– Sí, estaba.
– Marcial no vino más.
– Pero hace dos meses de eso.
– No vino más.
– ¿Y venía siempre?
El cantinero detuvo el movimiento en medio de un giro, se mojó los labios y lo miró, ahora sí, a los ojos.
– En el año cuarenta -dijo enfáticamente-. Fíjese lo que le digo: en el año cuarenta yo era mozo en el Marzoto. Quince guitas el café. Usted se pasaba dos, tres horas escuchando las mejores orquestas.
El enterriano se volvió hacia la estantería que estaba a sus espaldas y bajó la botella semillena de ginebra. Arrimó dos copitas.
– El calor no existe -dijo tajante y sirvió generosamente. Se formó un laguito al pie de las copas.
– Marcial cantaba ahí, en el Marzoto… -apuró Etchenaik.
– No. Todavía no le daba el cuero, como se dice. Cantaba en una orquestita de barrio, en los cafés de Villa Crespo: Armando Berreta y su Conjunto. Sí, Berreta, tal cual… En ese momento no se llamaba Marcial Díaz sino Juan Carlos Drago o Robles, uno de esos nombres cajetilla…

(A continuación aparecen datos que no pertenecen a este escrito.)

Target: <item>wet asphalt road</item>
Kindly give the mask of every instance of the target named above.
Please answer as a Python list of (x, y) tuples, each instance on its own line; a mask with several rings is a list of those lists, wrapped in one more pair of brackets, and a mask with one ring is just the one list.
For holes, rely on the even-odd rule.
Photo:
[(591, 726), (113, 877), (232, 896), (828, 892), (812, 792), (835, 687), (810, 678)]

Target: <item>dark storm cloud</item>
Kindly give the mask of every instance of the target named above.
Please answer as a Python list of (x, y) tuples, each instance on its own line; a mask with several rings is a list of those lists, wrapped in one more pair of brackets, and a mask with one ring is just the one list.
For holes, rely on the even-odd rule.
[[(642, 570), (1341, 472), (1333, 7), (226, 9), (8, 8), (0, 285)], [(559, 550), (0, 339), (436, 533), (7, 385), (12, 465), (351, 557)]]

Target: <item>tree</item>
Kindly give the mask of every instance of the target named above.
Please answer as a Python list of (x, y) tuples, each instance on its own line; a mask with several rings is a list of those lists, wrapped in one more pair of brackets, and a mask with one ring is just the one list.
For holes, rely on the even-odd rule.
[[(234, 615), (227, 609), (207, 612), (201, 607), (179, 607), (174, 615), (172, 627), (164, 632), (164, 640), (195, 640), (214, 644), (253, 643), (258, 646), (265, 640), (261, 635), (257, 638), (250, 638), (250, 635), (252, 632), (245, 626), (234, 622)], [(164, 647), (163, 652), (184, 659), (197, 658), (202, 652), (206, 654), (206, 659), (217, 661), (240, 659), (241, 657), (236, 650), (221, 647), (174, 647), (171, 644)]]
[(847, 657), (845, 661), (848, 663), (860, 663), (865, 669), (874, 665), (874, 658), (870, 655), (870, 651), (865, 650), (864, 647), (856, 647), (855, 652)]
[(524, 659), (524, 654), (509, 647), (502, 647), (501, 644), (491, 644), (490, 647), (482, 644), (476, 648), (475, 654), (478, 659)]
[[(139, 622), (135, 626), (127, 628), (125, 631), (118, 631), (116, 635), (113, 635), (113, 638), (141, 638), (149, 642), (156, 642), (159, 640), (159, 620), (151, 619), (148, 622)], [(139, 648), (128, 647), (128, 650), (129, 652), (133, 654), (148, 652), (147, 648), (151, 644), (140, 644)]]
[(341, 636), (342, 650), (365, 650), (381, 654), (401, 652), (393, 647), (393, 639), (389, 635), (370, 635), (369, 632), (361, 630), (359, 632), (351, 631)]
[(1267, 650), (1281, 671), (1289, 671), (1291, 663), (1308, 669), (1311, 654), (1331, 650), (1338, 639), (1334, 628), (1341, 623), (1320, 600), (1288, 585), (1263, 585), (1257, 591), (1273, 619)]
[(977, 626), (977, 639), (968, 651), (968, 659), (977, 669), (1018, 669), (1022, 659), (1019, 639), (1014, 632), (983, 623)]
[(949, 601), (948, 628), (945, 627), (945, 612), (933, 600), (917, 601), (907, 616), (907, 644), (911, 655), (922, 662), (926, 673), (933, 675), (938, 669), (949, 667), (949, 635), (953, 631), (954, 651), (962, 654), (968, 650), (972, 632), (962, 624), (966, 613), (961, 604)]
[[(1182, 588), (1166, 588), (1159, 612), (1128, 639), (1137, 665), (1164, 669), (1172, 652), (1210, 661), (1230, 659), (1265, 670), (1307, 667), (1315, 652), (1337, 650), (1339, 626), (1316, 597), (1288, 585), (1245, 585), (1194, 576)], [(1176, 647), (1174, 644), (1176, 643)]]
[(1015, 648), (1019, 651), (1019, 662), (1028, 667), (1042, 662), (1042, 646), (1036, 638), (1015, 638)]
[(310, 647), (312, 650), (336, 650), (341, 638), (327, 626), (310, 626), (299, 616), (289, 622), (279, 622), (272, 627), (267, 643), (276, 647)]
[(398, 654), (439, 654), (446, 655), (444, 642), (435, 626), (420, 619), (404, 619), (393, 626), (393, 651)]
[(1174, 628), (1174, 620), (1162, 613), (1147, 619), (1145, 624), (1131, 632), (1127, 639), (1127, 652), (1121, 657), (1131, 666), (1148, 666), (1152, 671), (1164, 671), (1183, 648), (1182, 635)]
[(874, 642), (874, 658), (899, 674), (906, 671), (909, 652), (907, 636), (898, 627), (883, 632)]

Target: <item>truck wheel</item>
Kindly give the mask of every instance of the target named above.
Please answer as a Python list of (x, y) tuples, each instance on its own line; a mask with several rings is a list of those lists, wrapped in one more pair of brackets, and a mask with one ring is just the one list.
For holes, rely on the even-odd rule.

– Y usted lo conoce desde entonces…
– Va a ver… -el hombre se empinó la ginebra de un viaje y luego quedó pestañeando un momento-. Una noche, me acuerdo que estaba Pugliese actuando, y me toca atender una mesa del fondo. Era una pareja; ella me llamó la atención. No era una mujer hermosa pero tenía eso que hace que uno se dé vuelta cuando entra una mina como ella en un lugar. Estaba sentada como una estatua en un pedestal, en pose, apenas el culo apoyado en la punta de la silla. Él no la miraba. Tenía los ojos clavados en el escenario, movía las manos siguiendo la letra. Me acuerdo que terminó el tango y aplaudió apenas, sobrador y recién se dirigió a ella para codearla: «Mira si estuviera yo ahí arriba… Lo deshago al tango ése… Creo que era "Cafetín"… O no, ahora que me acuerdo no podía ser "Cafetín" porque el cantor era Chanel… Era "Rondando tu esquina". Eso es.»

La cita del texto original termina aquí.